HH#13 – 5 Things to Help You Stay Sane During Coronavirus Quarantine (#COVID10DayChallenge)

Episode 13 of The Homemade Health Podcast – 5 Things to Help You Stay Sane During Coronavirus Quarantine (#COVID10DayChallenge)

Join Sydney & Lori as they discuss their experience with Coronavirus quarantine. They share 5 very effective ways to help manage the stress of this crazy time and help mitigate the effect of that stress on your body. Try incorporating these into your daily routine for 10 days and see how your stress and anxiety goes down!
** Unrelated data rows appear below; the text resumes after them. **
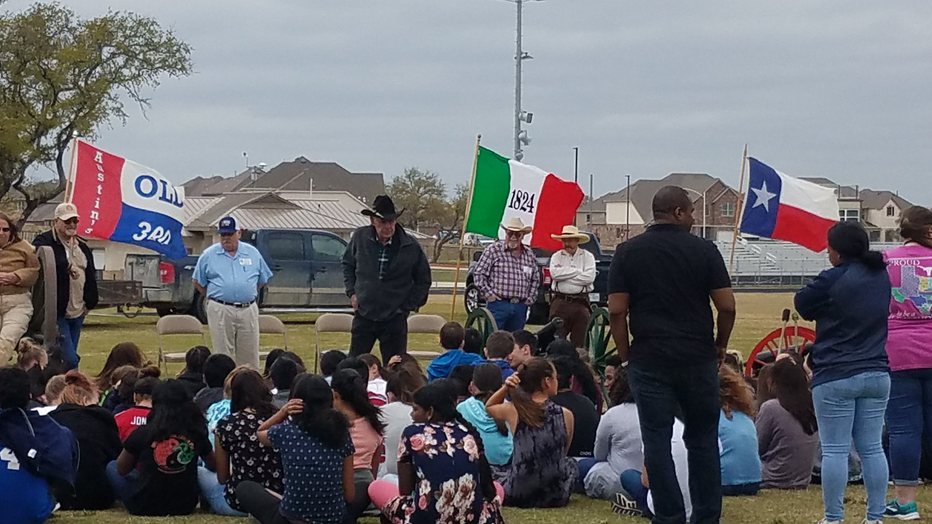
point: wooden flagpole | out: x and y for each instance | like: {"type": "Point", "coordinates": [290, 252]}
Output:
{"type": "Point", "coordinates": [738, 210]}
{"type": "Point", "coordinates": [71, 167]}
{"type": "Point", "coordinates": [459, 257]}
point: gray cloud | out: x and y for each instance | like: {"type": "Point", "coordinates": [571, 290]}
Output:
{"type": "Point", "coordinates": [816, 89]}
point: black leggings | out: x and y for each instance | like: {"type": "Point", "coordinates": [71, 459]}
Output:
{"type": "Point", "coordinates": [258, 502]}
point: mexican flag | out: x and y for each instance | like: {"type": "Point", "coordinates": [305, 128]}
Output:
{"type": "Point", "coordinates": [506, 188]}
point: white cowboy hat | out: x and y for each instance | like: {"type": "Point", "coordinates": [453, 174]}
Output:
{"type": "Point", "coordinates": [515, 224]}
{"type": "Point", "coordinates": [571, 232]}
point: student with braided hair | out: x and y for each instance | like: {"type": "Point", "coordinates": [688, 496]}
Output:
{"type": "Point", "coordinates": [445, 452]}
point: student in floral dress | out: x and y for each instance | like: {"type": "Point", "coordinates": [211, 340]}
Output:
{"type": "Point", "coordinates": [442, 469]}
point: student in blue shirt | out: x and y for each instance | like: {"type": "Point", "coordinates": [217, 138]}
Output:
{"type": "Point", "coordinates": [24, 497]}
{"type": "Point", "coordinates": [230, 274]}
{"type": "Point", "coordinates": [451, 340]}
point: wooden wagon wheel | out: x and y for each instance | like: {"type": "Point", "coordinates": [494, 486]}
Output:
{"type": "Point", "coordinates": [481, 318]}
{"type": "Point", "coordinates": [598, 337]}
{"type": "Point", "coordinates": [796, 338]}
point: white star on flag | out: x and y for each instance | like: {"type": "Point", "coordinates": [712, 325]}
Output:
{"type": "Point", "coordinates": [763, 197]}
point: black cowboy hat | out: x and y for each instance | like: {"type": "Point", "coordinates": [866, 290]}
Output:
{"type": "Point", "coordinates": [384, 208]}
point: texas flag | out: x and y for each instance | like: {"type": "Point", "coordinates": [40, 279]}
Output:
{"type": "Point", "coordinates": [785, 208]}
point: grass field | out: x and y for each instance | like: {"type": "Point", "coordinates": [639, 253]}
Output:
{"type": "Point", "coordinates": [758, 314]}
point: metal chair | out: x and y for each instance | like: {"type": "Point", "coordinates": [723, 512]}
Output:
{"type": "Point", "coordinates": [425, 324]}
{"type": "Point", "coordinates": [177, 325]}
{"type": "Point", "coordinates": [272, 325]}
{"type": "Point", "coordinates": [330, 323]}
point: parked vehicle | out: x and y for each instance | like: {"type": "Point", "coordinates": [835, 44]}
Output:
{"type": "Point", "coordinates": [539, 311]}
{"type": "Point", "coordinates": [306, 267]}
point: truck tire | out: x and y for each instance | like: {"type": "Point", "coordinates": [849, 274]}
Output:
{"type": "Point", "coordinates": [199, 308]}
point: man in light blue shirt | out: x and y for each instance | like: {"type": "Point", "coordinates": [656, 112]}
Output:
{"type": "Point", "coordinates": [230, 274]}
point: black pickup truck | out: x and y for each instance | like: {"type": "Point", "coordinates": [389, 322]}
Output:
{"type": "Point", "coordinates": [540, 310]}
{"type": "Point", "coordinates": [307, 275]}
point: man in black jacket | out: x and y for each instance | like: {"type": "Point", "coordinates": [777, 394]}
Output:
{"type": "Point", "coordinates": [76, 278]}
{"type": "Point", "coordinates": [387, 276]}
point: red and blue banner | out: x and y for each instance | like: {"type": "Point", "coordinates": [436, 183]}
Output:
{"type": "Point", "coordinates": [123, 201]}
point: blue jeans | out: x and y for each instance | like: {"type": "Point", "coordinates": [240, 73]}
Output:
{"type": "Point", "coordinates": [508, 316]}
{"type": "Point", "coordinates": [660, 392]}
{"type": "Point", "coordinates": [846, 409]}
{"type": "Point", "coordinates": [69, 329]}
{"type": "Point", "coordinates": [122, 486]}
{"type": "Point", "coordinates": [909, 412]}
{"type": "Point", "coordinates": [212, 490]}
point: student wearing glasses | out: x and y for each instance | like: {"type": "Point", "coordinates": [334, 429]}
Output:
{"type": "Point", "coordinates": [19, 269]}
{"type": "Point", "coordinates": [76, 277]}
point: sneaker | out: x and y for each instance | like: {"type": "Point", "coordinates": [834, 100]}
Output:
{"type": "Point", "coordinates": [903, 512]}
{"type": "Point", "coordinates": [625, 506]}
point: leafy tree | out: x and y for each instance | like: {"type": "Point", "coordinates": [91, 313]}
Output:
{"type": "Point", "coordinates": [62, 76]}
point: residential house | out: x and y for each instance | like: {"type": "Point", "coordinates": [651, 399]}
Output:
{"type": "Point", "coordinates": [614, 216]}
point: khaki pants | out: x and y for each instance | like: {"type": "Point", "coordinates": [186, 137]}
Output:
{"type": "Point", "coordinates": [234, 331]}
{"type": "Point", "coordinates": [15, 313]}
{"type": "Point", "coordinates": [575, 315]}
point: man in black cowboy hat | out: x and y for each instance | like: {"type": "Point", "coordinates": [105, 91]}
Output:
{"type": "Point", "coordinates": [387, 276]}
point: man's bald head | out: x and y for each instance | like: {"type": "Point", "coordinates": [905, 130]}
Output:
{"type": "Point", "coordinates": [672, 204]}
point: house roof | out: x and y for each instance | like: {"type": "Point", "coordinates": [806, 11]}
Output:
{"type": "Point", "coordinates": [871, 199]}
{"type": "Point", "coordinates": [326, 176]}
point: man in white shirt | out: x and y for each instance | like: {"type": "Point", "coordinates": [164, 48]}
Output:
{"type": "Point", "coordinates": [572, 271]}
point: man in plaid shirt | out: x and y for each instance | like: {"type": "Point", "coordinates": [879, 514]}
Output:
{"type": "Point", "coordinates": [508, 276]}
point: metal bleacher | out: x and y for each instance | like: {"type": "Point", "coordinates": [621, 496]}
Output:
{"type": "Point", "coordinates": [768, 263]}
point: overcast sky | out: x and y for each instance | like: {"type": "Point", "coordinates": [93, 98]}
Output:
{"type": "Point", "coordinates": [833, 89]}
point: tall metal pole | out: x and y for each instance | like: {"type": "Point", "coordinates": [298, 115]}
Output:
{"type": "Point", "coordinates": [518, 59]}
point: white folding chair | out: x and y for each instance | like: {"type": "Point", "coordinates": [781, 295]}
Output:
{"type": "Point", "coordinates": [330, 323]}
{"type": "Point", "coordinates": [177, 325]}
{"type": "Point", "coordinates": [425, 324]}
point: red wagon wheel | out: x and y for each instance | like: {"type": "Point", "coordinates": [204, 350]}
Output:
{"type": "Point", "coordinates": [798, 339]}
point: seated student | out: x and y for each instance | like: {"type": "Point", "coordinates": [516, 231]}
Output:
{"type": "Point", "coordinates": [240, 455]}
{"type": "Point", "coordinates": [216, 369]}
{"type": "Point", "coordinates": [98, 442]}
{"type": "Point", "coordinates": [540, 475]}
{"type": "Point", "coordinates": [134, 417]}
{"type": "Point", "coordinates": [283, 373]}
{"type": "Point", "coordinates": [156, 473]}
{"type": "Point", "coordinates": [472, 341]}
{"type": "Point", "coordinates": [612, 364]}
{"type": "Point", "coordinates": [496, 435]}
{"type": "Point", "coordinates": [585, 417]}
{"type": "Point", "coordinates": [376, 383]}
{"type": "Point", "coordinates": [451, 340]}
{"type": "Point", "coordinates": [440, 460]}
{"type": "Point", "coordinates": [787, 432]}
{"type": "Point", "coordinates": [526, 348]}
{"type": "Point", "coordinates": [366, 428]}
{"type": "Point", "coordinates": [636, 498]}
{"type": "Point", "coordinates": [499, 346]}
{"type": "Point", "coordinates": [737, 438]}
{"type": "Point", "coordinates": [329, 362]}
{"type": "Point", "coordinates": [360, 367]}
{"type": "Point", "coordinates": [24, 497]}
{"type": "Point", "coordinates": [193, 374]}
{"type": "Point", "coordinates": [618, 445]}
{"type": "Point", "coordinates": [397, 416]}
{"type": "Point", "coordinates": [122, 354]}
{"type": "Point", "coordinates": [317, 459]}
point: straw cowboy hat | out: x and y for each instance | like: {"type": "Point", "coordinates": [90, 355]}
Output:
{"type": "Point", "coordinates": [515, 224]}
{"type": "Point", "coordinates": [571, 232]}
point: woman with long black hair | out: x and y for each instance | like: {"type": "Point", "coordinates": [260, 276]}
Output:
{"type": "Point", "coordinates": [317, 457]}
{"type": "Point", "coordinates": [366, 428]}
{"type": "Point", "coordinates": [442, 470]}
{"type": "Point", "coordinates": [540, 475]}
{"type": "Point", "coordinates": [165, 450]}
{"type": "Point", "coordinates": [850, 376]}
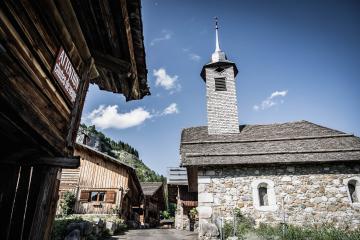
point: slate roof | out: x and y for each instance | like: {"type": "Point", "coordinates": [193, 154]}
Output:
{"type": "Point", "coordinates": [150, 188]}
{"type": "Point", "coordinates": [292, 142]}
{"type": "Point", "coordinates": [177, 176]}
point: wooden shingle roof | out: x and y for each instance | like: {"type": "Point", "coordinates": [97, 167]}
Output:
{"type": "Point", "coordinates": [293, 142]}
{"type": "Point", "coordinates": [150, 188]}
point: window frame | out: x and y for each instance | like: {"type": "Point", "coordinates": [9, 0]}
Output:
{"type": "Point", "coordinates": [222, 89]}
{"type": "Point", "coordinates": [357, 190]}
{"type": "Point", "coordinates": [97, 196]}
{"type": "Point", "coordinates": [271, 197]}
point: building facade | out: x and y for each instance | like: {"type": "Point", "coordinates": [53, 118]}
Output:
{"type": "Point", "coordinates": [297, 173]}
{"type": "Point", "coordinates": [154, 202]}
{"type": "Point", "coordinates": [102, 184]}
{"type": "Point", "coordinates": [178, 193]}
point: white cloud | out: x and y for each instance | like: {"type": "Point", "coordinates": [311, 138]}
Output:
{"type": "Point", "coordinates": [171, 109]}
{"type": "Point", "coordinates": [192, 56]}
{"type": "Point", "coordinates": [109, 117]}
{"type": "Point", "coordinates": [166, 35]}
{"type": "Point", "coordinates": [166, 81]}
{"type": "Point", "coordinates": [277, 94]}
{"type": "Point", "coordinates": [271, 101]}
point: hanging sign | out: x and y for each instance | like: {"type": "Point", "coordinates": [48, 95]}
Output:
{"type": "Point", "coordinates": [64, 72]}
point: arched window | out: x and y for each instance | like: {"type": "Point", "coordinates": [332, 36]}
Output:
{"type": "Point", "coordinates": [353, 188]}
{"type": "Point", "coordinates": [264, 198]}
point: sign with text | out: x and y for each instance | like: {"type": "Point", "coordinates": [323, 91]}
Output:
{"type": "Point", "coordinates": [65, 74]}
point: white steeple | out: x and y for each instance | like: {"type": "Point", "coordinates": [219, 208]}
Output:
{"type": "Point", "coordinates": [219, 76]}
{"type": "Point", "coordinates": [218, 55]}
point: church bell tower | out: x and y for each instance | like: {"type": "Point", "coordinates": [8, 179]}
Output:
{"type": "Point", "coordinates": [219, 76]}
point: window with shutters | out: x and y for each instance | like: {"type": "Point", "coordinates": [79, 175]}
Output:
{"type": "Point", "coordinates": [85, 196]}
{"type": "Point", "coordinates": [220, 84]}
{"type": "Point", "coordinates": [110, 197]}
{"type": "Point", "coordinates": [97, 196]}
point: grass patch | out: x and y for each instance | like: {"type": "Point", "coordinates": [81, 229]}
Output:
{"type": "Point", "coordinates": [289, 232]}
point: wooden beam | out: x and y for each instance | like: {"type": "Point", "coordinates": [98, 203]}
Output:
{"type": "Point", "coordinates": [73, 26]}
{"type": "Point", "coordinates": [192, 173]}
{"type": "Point", "coordinates": [135, 86]}
{"type": "Point", "coordinates": [63, 162]}
{"type": "Point", "coordinates": [79, 104]}
{"type": "Point", "coordinates": [112, 63]}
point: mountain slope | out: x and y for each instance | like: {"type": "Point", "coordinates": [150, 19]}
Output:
{"type": "Point", "coordinates": [119, 150]}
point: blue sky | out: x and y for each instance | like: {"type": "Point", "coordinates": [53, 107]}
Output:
{"type": "Point", "coordinates": [297, 60]}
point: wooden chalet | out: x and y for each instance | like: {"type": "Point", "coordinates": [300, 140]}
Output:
{"type": "Point", "coordinates": [50, 50]}
{"type": "Point", "coordinates": [154, 202]}
{"type": "Point", "coordinates": [102, 184]}
{"type": "Point", "coordinates": [178, 193]}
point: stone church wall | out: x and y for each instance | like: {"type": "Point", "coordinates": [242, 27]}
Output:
{"type": "Point", "coordinates": [302, 194]}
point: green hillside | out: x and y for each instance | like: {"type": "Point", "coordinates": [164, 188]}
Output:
{"type": "Point", "coordinates": [120, 150]}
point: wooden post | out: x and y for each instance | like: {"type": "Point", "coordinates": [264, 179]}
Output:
{"type": "Point", "coordinates": [8, 182]}
{"type": "Point", "coordinates": [79, 103]}
{"type": "Point", "coordinates": [42, 217]}
{"type": "Point", "coordinates": [19, 209]}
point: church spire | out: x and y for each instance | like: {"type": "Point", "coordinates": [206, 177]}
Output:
{"type": "Point", "coordinates": [217, 47]}
{"type": "Point", "coordinates": [218, 55]}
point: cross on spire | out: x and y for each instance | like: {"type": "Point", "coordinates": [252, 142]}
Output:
{"type": "Point", "coordinates": [217, 46]}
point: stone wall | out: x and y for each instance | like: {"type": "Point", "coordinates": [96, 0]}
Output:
{"type": "Point", "coordinates": [302, 194]}
{"type": "Point", "coordinates": [221, 105]}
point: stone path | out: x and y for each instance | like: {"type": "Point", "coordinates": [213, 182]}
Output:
{"type": "Point", "coordinates": [157, 234]}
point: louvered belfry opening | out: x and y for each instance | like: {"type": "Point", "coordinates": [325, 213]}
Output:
{"type": "Point", "coordinates": [220, 84]}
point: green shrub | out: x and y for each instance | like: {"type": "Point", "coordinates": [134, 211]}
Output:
{"type": "Point", "coordinates": [59, 227]}
{"type": "Point", "coordinates": [165, 214]}
{"type": "Point", "coordinates": [67, 204]}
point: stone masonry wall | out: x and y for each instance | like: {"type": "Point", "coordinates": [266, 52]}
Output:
{"type": "Point", "coordinates": [221, 105]}
{"type": "Point", "coordinates": [305, 194]}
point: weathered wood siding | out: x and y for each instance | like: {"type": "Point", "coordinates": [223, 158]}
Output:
{"type": "Point", "coordinates": [95, 173]}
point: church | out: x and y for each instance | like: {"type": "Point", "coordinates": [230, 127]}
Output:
{"type": "Point", "coordinates": [298, 173]}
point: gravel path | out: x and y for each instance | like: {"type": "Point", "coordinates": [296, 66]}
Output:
{"type": "Point", "coordinates": [157, 234]}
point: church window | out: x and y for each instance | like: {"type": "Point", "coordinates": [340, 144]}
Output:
{"type": "Point", "coordinates": [264, 198]}
{"type": "Point", "coordinates": [220, 84]}
{"type": "Point", "coordinates": [353, 187]}
{"type": "Point", "coordinates": [219, 69]}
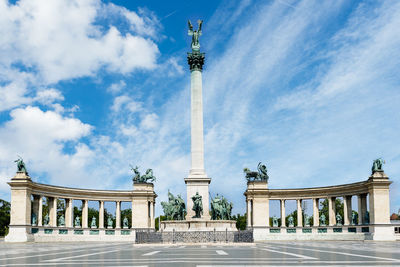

We want to hear how it goes for you, share with us online using hashtag #COVID10DayChallenge

  1. Drink Enough Water (Body weight/2=ounces to drink)
  2. Get outside for at least 30 minutes every day and move your body device free
  3. Give yourself grace, and give grace to others
  4. Limit your time on social media (or on news or whatever makes you feel negative)
  5. Breathwork/meditation/prayers at least 10 min per day

Listen in or read on below for more details on each of these 5 items that are so helpful to work into your daily routine.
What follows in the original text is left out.